At the same time, IRV is proving a winning argument for both
Democrats and Republicans when they are confronted with potential
spoilers. Worried by the fact that strong Green candidacies have
split the Democratic vote in two of the state 's three House seats,
prominent New Mexico Democrats are backing IRV, and the State
Senate decided in 1999 to give voters a chance to enact IRV for
all state and federal offices. In Alaska the Republican Party,
also beset by split votes, has made a sweeping IRV bill for all
state and federal offices its number-one legislative priority,
and advocates have already collected enough signatures to place
IRV on the statewide ballot in 2002. Vermont may hold the most
immediate promise. Boosted by public financing, a progressive
third-party candidate is mounting a strong challenge in the governor's
race, and an impressive coalition from across the spectrum supports
IRV for statewide elections. Public financing and IRV are indeed
well matched: With IRV, clean-money candidates could run from
across the spectrum without inviting spoiler charges.
Cities are also good targets for IRV campaigns. A charter
commission in Austin, Texas, has recommended replacing two round
runoffs with IRV. Voters in Santa Clara, California, and Vancouver,
Washington, recently approved ballot measures to make IRV an explicit
option in their charters.
For all IRV's benefits, ours remains a majoritarian system,
and minor-party candidates aren't likely to win office much more
than under plurality rules. To achieve truly fair representation
would require other reforms, such as campaign finance reform and
proportional representation for electing legislators. But IRV
is the best way to eliminate the spoiler dynamic that suppresses
candidacies-and the debate and participation they could generate.

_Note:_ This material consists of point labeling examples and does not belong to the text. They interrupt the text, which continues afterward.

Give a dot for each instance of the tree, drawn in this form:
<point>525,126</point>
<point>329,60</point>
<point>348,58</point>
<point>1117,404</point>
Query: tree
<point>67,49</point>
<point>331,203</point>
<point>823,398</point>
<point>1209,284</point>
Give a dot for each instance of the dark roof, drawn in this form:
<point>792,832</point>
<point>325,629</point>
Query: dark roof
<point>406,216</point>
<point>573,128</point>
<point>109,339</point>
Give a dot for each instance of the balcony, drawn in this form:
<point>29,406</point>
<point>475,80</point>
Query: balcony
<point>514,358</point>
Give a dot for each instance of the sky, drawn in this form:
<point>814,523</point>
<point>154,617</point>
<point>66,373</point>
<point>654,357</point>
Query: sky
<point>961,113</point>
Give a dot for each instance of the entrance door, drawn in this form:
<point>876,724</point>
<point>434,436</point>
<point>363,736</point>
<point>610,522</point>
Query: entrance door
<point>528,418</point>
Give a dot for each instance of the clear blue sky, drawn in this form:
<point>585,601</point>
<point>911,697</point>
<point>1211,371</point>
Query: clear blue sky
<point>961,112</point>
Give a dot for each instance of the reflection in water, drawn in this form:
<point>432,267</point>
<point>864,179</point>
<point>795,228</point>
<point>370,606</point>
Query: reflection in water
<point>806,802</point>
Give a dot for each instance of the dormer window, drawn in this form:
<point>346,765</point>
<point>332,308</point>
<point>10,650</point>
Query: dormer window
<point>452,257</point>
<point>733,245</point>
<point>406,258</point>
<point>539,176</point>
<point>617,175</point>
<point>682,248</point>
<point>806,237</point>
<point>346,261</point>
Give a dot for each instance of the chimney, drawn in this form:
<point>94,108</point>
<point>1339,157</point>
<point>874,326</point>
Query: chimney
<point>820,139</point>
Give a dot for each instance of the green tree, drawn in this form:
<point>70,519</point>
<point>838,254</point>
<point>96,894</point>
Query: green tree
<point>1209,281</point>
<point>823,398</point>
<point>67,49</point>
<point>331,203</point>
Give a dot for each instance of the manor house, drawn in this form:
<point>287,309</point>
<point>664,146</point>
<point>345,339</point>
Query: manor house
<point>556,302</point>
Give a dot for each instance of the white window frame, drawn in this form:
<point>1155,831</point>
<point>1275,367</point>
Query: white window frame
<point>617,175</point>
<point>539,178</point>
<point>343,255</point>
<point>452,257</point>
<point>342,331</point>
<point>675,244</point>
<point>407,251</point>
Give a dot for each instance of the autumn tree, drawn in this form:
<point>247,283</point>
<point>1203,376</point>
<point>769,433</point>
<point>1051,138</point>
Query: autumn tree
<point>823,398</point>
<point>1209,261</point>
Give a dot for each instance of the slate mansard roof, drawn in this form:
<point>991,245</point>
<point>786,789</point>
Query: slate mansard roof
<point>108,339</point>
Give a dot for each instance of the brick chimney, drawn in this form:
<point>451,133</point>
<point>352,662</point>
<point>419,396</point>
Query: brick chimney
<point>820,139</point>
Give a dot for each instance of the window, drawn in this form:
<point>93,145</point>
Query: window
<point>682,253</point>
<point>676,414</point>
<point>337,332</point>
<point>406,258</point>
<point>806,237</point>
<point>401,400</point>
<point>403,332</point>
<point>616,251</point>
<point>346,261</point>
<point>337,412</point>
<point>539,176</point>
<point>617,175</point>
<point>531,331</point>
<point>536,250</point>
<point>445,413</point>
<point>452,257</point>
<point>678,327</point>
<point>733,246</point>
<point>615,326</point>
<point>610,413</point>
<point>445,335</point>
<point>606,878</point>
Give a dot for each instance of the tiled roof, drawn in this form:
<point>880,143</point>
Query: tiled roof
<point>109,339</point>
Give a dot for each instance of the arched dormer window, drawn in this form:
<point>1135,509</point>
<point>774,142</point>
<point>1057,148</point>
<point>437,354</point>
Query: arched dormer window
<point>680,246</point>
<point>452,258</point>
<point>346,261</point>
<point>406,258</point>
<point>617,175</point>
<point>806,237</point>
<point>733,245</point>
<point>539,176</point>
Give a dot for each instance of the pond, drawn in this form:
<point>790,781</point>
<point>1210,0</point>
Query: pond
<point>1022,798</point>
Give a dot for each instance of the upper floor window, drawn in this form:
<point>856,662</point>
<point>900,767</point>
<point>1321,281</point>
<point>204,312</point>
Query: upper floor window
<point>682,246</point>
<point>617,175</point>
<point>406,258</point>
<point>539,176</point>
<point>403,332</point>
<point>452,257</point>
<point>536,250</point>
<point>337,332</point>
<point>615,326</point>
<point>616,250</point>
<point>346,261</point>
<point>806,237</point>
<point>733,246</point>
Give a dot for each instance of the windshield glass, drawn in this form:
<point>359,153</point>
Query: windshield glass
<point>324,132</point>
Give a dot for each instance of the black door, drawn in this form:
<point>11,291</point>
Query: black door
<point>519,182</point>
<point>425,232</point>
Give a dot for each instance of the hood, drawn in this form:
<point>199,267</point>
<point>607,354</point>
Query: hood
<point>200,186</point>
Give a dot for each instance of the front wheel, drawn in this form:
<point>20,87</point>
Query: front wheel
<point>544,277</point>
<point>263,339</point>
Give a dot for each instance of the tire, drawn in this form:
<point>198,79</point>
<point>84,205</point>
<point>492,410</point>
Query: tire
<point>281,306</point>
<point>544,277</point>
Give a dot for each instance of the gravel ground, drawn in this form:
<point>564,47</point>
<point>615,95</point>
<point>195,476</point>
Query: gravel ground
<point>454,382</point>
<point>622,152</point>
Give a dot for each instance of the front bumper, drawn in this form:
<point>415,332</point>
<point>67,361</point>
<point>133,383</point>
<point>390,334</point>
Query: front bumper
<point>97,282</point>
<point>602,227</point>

If progressives learn one lesson from campaign 2000, let it be
that the next presidential campaign should be conducted under
fairer rules. Real democracy needs a rainbow of choices, not the
dull gray that results in one of the lowest voter turnouts in
the democratic world.
Robert Richie and Steven Hill are executive director and western
regional director, respectively, of the Center for Voting and
Democracy, a Washington-based nonprofit organization (www.fairvote.org),
and the authors of Reflecting All of Us (Beacon).